We eventually made it back to the ambulance station, but before the garage doors had even shut they were opening again and we were off. It was another busy, busy day, and the hospital was finding that too.
To my surprise, I found the hospital didn’t use a triage system. Walking patients go and sit in a waiting room. Those who can’t work would go into the queue of people on trolleys in the corridor, and they were taken from there first.
But I was also interested to learn that the ambulance people don’t have to wait around for hospital staff to give a handover to. While in the ambulance on the way to the hospital they do a write up on a tablet computer and send that on ahead of their arrival. When they arrive, they can give the name of the patient to the receptionist and the hospital has all the details, meaning the ambulance crew are free to leave much sooner. It means that there are no ambulances out of service because of queues.
The last thing I saw was a traumatic brain injury (the patient was OK), and that patient marked the end of my last shift with Johanniter – a fitting climax to a great week.

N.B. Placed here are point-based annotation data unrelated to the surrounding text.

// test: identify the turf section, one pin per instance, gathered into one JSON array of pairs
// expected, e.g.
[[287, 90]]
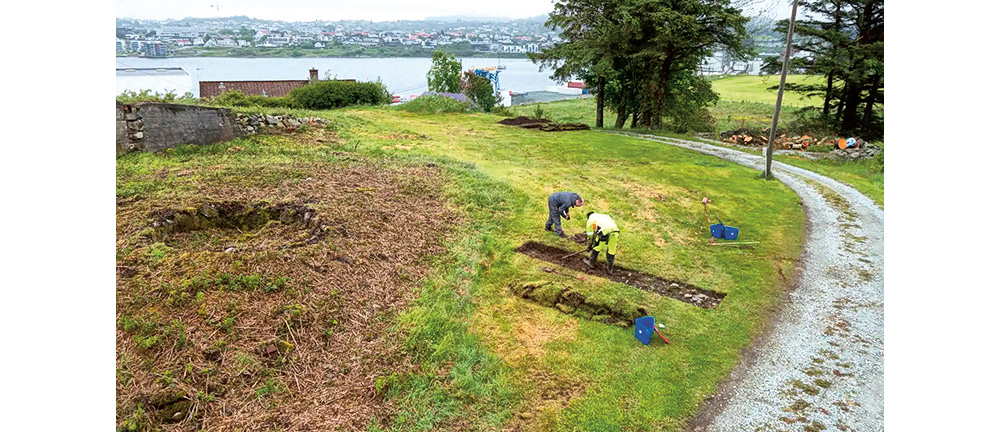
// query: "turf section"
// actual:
[[573, 372], [756, 89], [479, 356]]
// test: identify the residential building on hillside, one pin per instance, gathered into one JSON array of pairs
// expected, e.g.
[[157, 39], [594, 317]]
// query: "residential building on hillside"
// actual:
[[157, 80]]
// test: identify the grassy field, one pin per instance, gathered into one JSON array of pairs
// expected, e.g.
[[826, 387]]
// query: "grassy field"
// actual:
[[744, 102], [480, 357], [583, 373], [756, 89]]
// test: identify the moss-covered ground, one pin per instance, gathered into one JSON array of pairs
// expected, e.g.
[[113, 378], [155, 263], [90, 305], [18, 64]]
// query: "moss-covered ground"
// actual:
[[479, 356]]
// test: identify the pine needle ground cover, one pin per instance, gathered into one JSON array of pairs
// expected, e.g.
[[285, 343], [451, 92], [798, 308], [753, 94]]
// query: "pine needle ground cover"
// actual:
[[451, 345]]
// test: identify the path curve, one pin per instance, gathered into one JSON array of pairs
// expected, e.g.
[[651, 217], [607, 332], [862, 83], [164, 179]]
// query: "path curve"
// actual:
[[819, 366]]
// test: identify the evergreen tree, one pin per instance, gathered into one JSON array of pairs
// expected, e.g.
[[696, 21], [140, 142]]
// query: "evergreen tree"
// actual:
[[845, 42], [445, 74]]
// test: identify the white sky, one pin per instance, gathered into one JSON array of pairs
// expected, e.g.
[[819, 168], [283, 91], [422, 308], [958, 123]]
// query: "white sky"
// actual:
[[335, 10]]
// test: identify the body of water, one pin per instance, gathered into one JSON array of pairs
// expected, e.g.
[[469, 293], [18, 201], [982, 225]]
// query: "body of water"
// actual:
[[402, 76]]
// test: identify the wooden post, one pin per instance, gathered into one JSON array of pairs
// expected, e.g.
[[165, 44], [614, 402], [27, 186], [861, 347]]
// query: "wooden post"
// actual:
[[781, 90]]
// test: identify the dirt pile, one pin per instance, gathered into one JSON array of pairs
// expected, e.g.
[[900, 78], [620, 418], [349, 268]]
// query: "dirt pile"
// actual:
[[758, 138], [572, 302], [221, 327], [677, 290], [168, 225], [542, 124]]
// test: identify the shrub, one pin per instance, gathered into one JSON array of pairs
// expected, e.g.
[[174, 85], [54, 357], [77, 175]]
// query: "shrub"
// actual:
[[445, 73], [129, 96], [235, 98], [480, 90], [539, 112], [337, 94], [439, 103], [503, 111]]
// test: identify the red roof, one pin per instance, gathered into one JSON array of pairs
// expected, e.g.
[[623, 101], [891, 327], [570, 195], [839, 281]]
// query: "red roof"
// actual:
[[210, 89]]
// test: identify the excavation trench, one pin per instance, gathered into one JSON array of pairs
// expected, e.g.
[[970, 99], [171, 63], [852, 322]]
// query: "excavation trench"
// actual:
[[677, 290], [171, 225]]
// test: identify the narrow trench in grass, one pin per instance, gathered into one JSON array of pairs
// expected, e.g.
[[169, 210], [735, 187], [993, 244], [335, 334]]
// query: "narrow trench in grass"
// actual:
[[677, 290]]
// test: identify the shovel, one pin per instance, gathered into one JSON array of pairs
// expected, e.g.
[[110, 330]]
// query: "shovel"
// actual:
[[574, 253], [552, 270], [660, 335]]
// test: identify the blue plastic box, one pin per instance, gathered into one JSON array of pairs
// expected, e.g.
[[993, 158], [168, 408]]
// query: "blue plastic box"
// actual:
[[644, 329], [717, 230], [730, 233]]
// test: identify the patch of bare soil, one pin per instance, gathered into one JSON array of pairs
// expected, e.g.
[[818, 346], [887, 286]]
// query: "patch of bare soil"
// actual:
[[286, 225], [674, 289], [569, 301], [221, 326], [542, 124]]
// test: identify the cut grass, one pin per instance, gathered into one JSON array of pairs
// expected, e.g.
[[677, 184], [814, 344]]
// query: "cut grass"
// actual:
[[756, 89], [586, 378], [482, 353], [862, 175]]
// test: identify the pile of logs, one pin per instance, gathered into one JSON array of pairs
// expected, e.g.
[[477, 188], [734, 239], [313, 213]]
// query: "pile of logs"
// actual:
[[758, 138]]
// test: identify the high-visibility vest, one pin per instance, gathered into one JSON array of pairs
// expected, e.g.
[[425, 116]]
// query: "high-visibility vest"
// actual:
[[600, 222]]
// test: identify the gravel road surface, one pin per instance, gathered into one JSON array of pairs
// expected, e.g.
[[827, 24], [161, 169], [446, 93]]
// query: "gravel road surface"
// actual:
[[819, 365]]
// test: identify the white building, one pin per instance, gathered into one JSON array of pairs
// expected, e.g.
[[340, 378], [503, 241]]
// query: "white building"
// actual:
[[158, 80]]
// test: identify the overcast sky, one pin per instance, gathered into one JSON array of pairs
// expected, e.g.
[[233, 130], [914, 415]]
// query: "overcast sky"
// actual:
[[335, 10]]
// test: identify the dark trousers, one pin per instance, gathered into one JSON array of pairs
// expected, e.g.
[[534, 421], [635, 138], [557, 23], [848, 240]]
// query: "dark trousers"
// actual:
[[554, 217]]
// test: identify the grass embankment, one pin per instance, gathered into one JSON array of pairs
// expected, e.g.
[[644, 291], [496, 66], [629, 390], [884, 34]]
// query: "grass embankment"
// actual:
[[480, 356], [580, 374], [745, 102]]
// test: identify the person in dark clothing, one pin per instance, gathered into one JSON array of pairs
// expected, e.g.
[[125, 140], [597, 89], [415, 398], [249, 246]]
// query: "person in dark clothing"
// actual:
[[559, 205]]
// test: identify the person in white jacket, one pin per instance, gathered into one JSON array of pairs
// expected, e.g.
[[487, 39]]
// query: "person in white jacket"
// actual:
[[602, 236]]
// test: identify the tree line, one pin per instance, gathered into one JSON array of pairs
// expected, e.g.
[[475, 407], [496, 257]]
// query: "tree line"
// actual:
[[641, 57], [845, 40]]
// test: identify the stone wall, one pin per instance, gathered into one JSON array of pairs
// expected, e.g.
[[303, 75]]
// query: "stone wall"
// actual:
[[154, 127], [256, 123]]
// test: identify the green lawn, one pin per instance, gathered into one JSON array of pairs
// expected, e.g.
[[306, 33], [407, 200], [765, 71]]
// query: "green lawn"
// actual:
[[488, 359], [862, 175], [755, 89], [569, 373]]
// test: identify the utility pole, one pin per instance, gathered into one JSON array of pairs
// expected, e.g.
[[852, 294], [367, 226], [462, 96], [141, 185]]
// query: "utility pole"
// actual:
[[781, 90]]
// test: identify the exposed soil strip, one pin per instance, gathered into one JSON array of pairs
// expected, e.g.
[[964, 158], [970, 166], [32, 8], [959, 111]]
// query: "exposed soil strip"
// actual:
[[239, 216], [820, 362], [677, 290], [574, 303]]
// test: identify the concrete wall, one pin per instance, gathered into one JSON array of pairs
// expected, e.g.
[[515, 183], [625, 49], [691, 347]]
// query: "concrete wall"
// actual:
[[154, 127], [121, 130]]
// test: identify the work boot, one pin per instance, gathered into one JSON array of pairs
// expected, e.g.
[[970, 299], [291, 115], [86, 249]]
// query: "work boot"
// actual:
[[593, 259]]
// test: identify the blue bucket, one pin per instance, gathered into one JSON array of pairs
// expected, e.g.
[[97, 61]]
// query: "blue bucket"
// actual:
[[644, 329], [717, 230], [730, 233]]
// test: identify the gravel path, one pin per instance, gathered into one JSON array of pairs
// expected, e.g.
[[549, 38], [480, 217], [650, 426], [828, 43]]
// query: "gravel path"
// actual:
[[819, 366]]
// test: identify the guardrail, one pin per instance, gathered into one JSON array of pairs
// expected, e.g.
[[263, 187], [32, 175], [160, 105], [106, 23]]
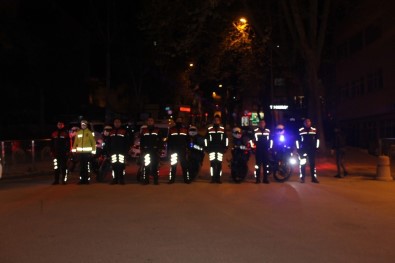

All in all I had a really enjoyable time with Tillmann and his Johanniter colleagues. So much was very similar to my experiences in England, and yet some things were so very different. The equipment is more modern and more plentiful than I am used to in either St John or the NHS, but the care and compassion of the crewmen is exactly the same. The patient problems are the same as in England, and the treatments and care given to them very similar too. The biggest differences between my base in Essex and Kempten, were really the geography and population density – alpine meadows and sparse population versus flat Essex landscapes and increasing development!
I would absolutely recommend the experience to any of my colleagues – it was a fascinating insight into what makes our services different and yet the same, and how St John, internationally, is one, big family”.